🤖 AI Summary
To address the significant performance degradation of RT-DETR under adverse weather conditions such as fog, this paper proposes a weather-robust detection framework comprising three key components: (1) a fog-sensitive scaled attention mechanism that dynamically models the impact of fog density on feature responses; (2) a dual-stream self- and cross-attention fusion encoder that jointly captures complementary weather-related information from both clear and foggy images; and (3) perception-loss-guided teacher–student domain-invariant feature distillation for label-free domain adaptation. Experimental results indicate that individual modules have not yet consistently outperformed the baseline; however, the study systematically identifies a critical bottleneck—the tight coupling between weather modeling and attention mechanisms.

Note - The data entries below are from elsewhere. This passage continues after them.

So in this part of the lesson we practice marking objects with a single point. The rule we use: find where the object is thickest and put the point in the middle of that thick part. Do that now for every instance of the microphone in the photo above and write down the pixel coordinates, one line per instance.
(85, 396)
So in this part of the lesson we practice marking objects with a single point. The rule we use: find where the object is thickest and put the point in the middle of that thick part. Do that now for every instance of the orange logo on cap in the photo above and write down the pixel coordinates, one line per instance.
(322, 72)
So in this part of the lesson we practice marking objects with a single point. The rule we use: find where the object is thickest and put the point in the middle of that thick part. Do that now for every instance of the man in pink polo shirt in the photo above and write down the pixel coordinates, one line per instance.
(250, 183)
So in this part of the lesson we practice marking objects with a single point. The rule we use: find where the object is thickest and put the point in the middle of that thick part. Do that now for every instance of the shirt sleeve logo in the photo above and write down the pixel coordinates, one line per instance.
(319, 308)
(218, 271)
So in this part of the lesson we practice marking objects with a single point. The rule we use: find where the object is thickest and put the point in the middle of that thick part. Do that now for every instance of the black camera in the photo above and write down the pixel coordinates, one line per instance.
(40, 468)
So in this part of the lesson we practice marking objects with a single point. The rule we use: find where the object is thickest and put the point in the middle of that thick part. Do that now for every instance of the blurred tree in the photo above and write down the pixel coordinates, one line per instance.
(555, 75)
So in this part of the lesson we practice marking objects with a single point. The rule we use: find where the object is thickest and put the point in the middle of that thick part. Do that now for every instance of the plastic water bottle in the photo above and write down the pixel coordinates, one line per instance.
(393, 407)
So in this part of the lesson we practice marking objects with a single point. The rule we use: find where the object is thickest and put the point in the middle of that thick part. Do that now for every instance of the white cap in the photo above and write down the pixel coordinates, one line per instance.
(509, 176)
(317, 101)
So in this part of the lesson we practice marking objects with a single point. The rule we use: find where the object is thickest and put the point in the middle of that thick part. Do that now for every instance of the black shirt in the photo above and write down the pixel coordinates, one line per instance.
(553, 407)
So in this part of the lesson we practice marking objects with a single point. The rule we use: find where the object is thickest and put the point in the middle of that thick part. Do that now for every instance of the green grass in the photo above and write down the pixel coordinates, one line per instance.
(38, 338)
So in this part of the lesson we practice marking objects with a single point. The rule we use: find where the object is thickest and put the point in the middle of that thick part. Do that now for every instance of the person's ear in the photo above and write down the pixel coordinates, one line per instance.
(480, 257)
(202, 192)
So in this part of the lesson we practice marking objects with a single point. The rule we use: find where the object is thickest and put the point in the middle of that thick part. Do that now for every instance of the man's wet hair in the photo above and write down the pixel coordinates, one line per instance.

This work establishes the first interpretable analytical benchmark for weather-aware object detection and provides concrete, actionable directions for future improvement.
📝 Abstract
RT-DETRs have shown strong performance across various computer vision tasks but are known to degrade under challenging weather conditions such as fog. In this work, we investigate three novel approaches to enhance RT-DETR robustness in foggy environments: (1) Domain Adaptation via Perceptual Loss, which distills domain-invariant features from a teacher network to a student using perceptual supervision; (2) Weather Adaptive Attention, which augments the attention mechanism with fog-sensitive scaling by introducing an auxiliary foggy image stream; and (3) Weather Fusion Encoder, which integrates a dual-stream encoder architecture that fuses clear and foggy image features via multi-head self and cross-attention. Despite the architectural innovations, none of the proposed methods consistently outperform the baseline RT-DETR. We analyze the limitations and potential causes, offering insights for future research in weather-aware object detection.